Alert Numbness – How Do You Cope?
When you get that shiny new monitoring software set up, often the first few steps you’ll take include setting up new alerts. "Let the system watch things and let me know how it’s going…" is the thought.
This is great, but you can quickly be faced with a stead flow of alerts, both informational and critical. Of course the general alert volume may be from informational alerts – but you don’t want to miss any. The first step? Set up a rule that funnels the alerts off into a folder for review and monitoring.
Now you’re monitoring the monitor folder. Ugh. This gets old pretty quickly. It gets to the point where you’re no longer monitoring alerts because there’s so much "noise" in the queue. It’s nearly impossible to get useful information, it’s times to re-evaluate how you’re doing this.
First, you want to avoid alert numbness. You do this by trimming alerts to things that require attention. In management, it’s sometimes called "managing by exception." You want to know when something really needs to be addressed, corrected, reviewed or some other action needs to be taken.
Kevin Kline was the presenter and he mentioned that he sometimes turns off the notification that backups completed successfully. This takes it out of the logs so you don’t have to stare at the constant message that "everything is ok." The same is true for the alerts.
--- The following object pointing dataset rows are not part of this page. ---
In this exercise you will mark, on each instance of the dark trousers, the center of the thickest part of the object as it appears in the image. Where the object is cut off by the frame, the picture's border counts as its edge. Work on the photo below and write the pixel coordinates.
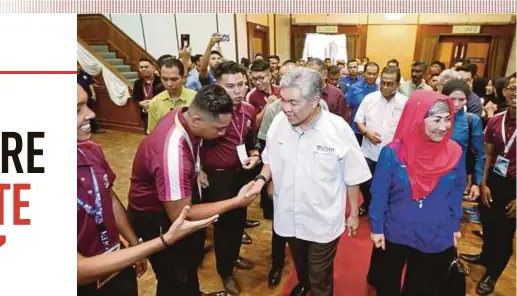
(175, 267)
(365, 187)
(498, 231)
(425, 273)
(314, 264)
(229, 227)
(122, 284)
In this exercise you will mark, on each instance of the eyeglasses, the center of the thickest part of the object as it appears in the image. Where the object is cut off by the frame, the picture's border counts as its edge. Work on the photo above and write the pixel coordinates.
(389, 84)
(259, 78)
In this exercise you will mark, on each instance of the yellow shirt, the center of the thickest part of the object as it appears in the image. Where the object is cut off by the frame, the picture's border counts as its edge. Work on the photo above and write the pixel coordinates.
(162, 103)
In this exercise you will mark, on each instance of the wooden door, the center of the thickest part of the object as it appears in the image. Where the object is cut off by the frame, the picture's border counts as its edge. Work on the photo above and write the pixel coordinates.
(473, 47)
(258, 40)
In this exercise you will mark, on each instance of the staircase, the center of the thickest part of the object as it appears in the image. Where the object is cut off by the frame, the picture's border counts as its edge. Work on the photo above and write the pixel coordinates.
(117, 63)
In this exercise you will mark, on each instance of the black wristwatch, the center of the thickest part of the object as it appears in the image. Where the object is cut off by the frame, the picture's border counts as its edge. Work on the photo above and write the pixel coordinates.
(260, 177)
You’ll want to avoid "everything’s fine, nothing to see here" type alerts. Focus instead on failures. The "All Clear" alerts are great comfort but you’ll quickly grow tired of them. If you have them now, make sure you go through your alerts before you clean things up. Make sure you’ve seen what you need to see to this point, then you can start working through what you really want to be notified of going forward.
If you’re interested, that webinar, which is free for all to attend, is available here on-demand for a week.
Second, make sure you have truly critical items alerting, that you have evidence-style information gathered and logged (what happened? is an easier question to answer if you have logs in place and can look for blocking or other issues you may be working through). Make sure you have a system in place that will send you meaningful information about what’s happening and provide the tools to understand what is going on. This way, when you get a notification that a job failed, you can investigate, look at the situation with a full view and figure out what is needed.
So – make sure you trim your alerts to "need to know" type information and make sure you are gathering up the right bits of information along the way. There are some great tools out there that help in this area – you don’t have to go it alone. Monitoring, alerting and even suggested solutions are all available.